Michael Rowe

Trying to get better at getting better

I published the In Beta newsletter on Open Scholarship a few weeks ago, and wanted to add a few thoughts here, almost as an addendum.

Open scholarship is an attempt to bring about a fundamental shift in academia, emphasising transparency, accessibility, and collaboration in research, teaching, and knowledge dissemination.

In my opinion, it has largely failed as a project.

I think that most people reading this would probably disagree. After all, we’ve seen a massive increase in the number of open-access journals, open datasets, funding criteria linked to open dissemination, and so on.

But my concern is that open scholarship – for all its good intentions – still exists within the existing paradigm, and is therefore constrained by those limitations. In other words, open scholarship is valued only insofar as it reinforces the (perverse) incentives of the publishing machine.

While open scholarship advocates for freely available research findings, shared teaching materials, and student contributions to a global knowledge commons, these are (almost) always positioned against journal impact factors, and metrics like your h-index. Why publish in an open-access journal? Because it will likely increase your citations. Why include student researchers in your project? Because funders look favourably on that. Why share your teaching materials? Because increasingly, that too is acknowledged on promotion applications.
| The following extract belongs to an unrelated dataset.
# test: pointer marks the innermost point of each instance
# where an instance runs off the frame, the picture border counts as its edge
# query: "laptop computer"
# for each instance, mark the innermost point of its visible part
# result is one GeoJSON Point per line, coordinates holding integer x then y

I think the concept of ‘open scholarship’ needs a revision because it has been captured by the status quo in higher education. And I think the status quo is broken. I’m not entirely sure how to articulate my thoughts on the problem, only that it’s something I feel strongly about.

Also, I think we need to drop the ‘open’ because it reinforces the default position, which is that regular scholarship is ‘closed’. Which it is. All scholarship should be open.